BAA: What led to your decision to pursue an MBA at the Alberta School of Business?

I have always wanted to know more about business and critical skills in the workplace, and the more I delved into the working environment both at the University and in other organizations, the more I felt I

needed more skills in this area. The Alberta School of Business offered a flexible part-time program that allowed me to pursue more training while I was doing other things. It really was an easy decision.


BAA: What was your time at the Alberta School of Business like, and what are some of your favourite memories?

As my program mostly took place at night, it was the diversity of experiences from the students that excited me. There was a wide array of talents when I went to class and I tried to learn as much as I could from them. From consultants and engineers, to leaders who run towns and family businesses, and even a scout for the Oilers. It was always fun to learn from the many perspectives throughout the course interactions.

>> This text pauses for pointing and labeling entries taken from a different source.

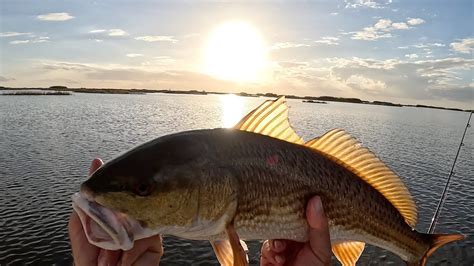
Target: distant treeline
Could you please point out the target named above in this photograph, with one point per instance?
(314, 99)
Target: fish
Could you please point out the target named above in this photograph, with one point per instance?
(252, 182)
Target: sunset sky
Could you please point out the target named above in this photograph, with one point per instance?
(398, 51)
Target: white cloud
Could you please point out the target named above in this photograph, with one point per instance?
(134, 55)
(284, 45)
(40, 39)
(63, 16)
(14, 34)
(383, 24)
(381, 29)
(415, 21)
(465, 46)
(106, 33)
(19, 41)
(400, 26)
(156, 38)
(97, 31)
(376, 4)
(328, 40)
(411, 56)
(117, 33)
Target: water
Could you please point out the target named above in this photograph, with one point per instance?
(48, 142)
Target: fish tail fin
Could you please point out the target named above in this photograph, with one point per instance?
(436, 241)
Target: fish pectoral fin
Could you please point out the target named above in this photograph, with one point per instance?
(348, 252)
(231, 251)
(271, 119)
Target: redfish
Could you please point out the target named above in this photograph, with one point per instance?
(253, 182)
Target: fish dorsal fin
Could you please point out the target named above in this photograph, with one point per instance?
(349, 152)
(271, 119)
(348, 252)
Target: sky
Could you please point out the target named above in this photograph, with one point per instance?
(399, 51)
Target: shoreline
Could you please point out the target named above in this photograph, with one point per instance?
(62, 90)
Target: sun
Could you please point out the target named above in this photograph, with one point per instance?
(235, 51)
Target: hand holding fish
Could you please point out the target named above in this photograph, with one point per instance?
(146, 251)
(317, 251)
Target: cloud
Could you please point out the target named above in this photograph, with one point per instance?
(465, 46)
(117, 32)
(134, 55)
(380, 30)
(328, 40)
(5, 79)
(409, 80)
(120, 76)
(63, 16)
(291, 64)
(415, 21)
(39, 39)
(107, 33)
(376, 4)
(19, 41)
(400, 26)
(156, 38)
(411, 56)
(285, 45)
(14, 34)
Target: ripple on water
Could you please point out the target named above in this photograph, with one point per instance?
(47, 146)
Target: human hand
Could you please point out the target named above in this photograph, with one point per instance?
(317, 251)
(146, 251)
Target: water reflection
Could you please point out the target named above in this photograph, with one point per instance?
(232, 109)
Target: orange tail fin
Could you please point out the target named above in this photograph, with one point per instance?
(437, 241)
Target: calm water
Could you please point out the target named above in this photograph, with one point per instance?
(47, 143)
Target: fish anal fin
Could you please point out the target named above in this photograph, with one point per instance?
(436, 241)
(271, 119)
(344, 149)
(348, 252)
(239, 248)
(223, 251)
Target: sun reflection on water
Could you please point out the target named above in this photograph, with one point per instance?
(232, 107)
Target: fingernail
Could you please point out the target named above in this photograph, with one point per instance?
(279, 259)
(318, 205)
(102, 261)
(278, 244)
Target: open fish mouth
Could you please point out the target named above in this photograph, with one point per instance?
(107, 228)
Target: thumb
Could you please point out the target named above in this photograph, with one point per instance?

BAA: Your work today is focused on translating new methods into practice — what tips do you have for others attempting to bring research into practice?

I was very fortunate to have many role models and mentors for me to emulate, ask them for advice, and learn from their approaches. This helped me in understanding the different skill sets needed when bringing research into practice. It’s always important to learn as much from many areas as you can, that way you have more techniques to adapt when you face challenges in bringing research to practice.